ClustrixDB in AWS – Scaling Writes and Reads

ClustrixDB in AWS

ClustrixDB is a shared-nothing clustered scale-out MySQL-compatible relational database that massively scales both writes and reads. Designed for the cloud, ClustrixDB offers built-in high availability and is largely self-managing. With ClustrixDB you simply add database servers (“flex up”) to grow capacity and throughput to handle seasonal workloads, and then you can “flex down” after the peak, only paying for database capacity that you need.

In the following, we’ll explore how ClustrixDB clusters work including operations, high-availability and replication. Then we’ll take a step deeper into ClustrixDB relational scale-out technology, describing just how writes scale-out in the ClustrixDB architecture. And then we’ll finish with a high-level feature comparison between ClustrixDB, and two of Amazon’s offerings – RDS MySQL and RDS Aurora.

Designed to help your site grow fast, ClustrixDB takes the pain out of scaling and automates all of the complicated database operations traditionally performed to increase throughput, capacity, and high availability. Correspondingly, ClustrixDB lets you handle growth easily, predictably, and at the low-cost increments of adding commodity hardware.

ClustrixDB keeps things simple; the application sees a single database that provides SQL with ACID guarantees. This is uniquely different than solutions like RDS MySQL or RDS Aurora, which provide the ability to deploy read-replicas easily, but require the application to be modified to direct read queries to the read replicas. To avoid stale data, important reads must still be pointed at the master. With ClustrixDB, your application sees a single database – not the individual servers in the cluster. It simply uses all the hardware resources in aggregate yielding dramatic performance benefits.

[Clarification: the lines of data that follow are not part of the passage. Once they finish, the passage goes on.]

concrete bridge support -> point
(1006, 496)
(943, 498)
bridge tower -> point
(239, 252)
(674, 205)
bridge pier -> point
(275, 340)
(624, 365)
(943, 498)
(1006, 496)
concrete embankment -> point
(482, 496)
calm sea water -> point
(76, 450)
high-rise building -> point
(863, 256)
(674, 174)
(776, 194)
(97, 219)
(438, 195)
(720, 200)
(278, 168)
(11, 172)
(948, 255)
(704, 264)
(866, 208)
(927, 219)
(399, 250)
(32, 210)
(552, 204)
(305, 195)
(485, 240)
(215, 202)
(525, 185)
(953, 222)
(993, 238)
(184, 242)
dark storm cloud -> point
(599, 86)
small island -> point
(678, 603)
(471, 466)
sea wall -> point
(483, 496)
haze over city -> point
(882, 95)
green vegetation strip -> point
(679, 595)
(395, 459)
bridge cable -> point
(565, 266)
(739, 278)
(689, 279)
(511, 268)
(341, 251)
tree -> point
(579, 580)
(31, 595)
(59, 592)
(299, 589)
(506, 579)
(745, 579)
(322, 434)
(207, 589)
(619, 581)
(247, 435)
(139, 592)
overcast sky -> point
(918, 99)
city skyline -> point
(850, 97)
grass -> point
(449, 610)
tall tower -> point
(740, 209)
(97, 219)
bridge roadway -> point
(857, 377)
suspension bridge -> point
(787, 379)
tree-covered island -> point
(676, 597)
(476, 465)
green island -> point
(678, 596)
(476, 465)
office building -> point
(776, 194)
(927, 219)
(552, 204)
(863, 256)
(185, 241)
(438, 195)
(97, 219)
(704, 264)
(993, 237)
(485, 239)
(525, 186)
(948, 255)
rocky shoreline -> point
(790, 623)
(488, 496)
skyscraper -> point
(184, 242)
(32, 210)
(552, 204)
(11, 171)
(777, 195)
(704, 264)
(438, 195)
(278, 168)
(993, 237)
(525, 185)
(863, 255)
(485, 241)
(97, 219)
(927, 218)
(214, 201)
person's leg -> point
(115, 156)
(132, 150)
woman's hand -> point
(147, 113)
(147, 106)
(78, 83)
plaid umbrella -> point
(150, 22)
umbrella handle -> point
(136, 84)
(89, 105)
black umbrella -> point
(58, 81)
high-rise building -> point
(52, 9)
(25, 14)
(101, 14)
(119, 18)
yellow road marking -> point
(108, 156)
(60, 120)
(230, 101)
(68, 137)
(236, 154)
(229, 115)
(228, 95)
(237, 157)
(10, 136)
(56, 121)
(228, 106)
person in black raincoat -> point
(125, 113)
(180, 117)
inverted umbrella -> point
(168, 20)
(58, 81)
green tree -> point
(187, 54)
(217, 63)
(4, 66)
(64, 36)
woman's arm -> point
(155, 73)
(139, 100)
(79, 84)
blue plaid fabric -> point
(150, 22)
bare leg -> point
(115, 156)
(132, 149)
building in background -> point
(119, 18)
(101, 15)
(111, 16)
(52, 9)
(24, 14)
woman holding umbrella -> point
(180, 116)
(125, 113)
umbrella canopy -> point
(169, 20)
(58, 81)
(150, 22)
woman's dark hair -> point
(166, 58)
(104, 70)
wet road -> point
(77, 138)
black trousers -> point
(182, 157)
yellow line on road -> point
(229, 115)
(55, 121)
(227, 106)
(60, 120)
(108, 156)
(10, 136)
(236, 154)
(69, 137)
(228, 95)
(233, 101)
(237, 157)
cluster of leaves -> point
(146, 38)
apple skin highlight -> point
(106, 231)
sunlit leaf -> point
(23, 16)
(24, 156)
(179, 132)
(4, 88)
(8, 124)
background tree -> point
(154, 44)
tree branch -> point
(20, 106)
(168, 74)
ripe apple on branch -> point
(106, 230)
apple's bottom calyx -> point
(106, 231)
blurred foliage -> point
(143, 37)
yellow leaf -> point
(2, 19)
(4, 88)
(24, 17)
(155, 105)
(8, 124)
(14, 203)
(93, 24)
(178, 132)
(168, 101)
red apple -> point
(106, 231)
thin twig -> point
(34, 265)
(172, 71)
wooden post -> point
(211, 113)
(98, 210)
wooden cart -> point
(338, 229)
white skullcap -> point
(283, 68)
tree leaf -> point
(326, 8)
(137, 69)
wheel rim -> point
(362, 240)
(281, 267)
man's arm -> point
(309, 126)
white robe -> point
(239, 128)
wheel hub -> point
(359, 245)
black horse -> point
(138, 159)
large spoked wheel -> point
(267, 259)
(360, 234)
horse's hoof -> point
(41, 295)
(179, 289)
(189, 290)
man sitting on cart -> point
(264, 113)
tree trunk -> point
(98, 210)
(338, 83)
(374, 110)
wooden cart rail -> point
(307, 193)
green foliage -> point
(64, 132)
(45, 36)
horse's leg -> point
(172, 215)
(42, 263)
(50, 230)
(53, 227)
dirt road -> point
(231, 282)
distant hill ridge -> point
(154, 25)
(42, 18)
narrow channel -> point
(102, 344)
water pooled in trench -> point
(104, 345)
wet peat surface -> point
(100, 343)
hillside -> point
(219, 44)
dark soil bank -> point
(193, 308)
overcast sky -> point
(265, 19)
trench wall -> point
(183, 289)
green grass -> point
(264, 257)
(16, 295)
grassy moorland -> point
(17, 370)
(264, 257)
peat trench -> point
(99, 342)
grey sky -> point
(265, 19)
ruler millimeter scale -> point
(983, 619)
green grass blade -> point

ClustrixDB does not require classic ‘sharding,’ a strategy for scaling used by single write-master databases like MySQL or RDS Aurora. Sharding splits tables across multiple database servers, and often requires significant application modification. It also affects consistency between the database shards which can impact ACID compliance.

ClustrixDB patented technology distributes and redistributes data so you never have to shard or worry about data distribution—you get all the benefits of scale, without the management or maintenance overhead of sharding. ClustrixDB sends complex queries to any node, and unlike sharding, there are no consistency, performance, or referential integrity limitations that have to be handled by the application layer.

Built from the ground up, ClustrixDB has extensive support for MySQL features, including complex queries involving joins on a dozen or more tables, aggregates, sorts, and subqueries. It also supports stored procedures, triggers, foreign keys, partitioned and temporary tables, and fully online schema changes.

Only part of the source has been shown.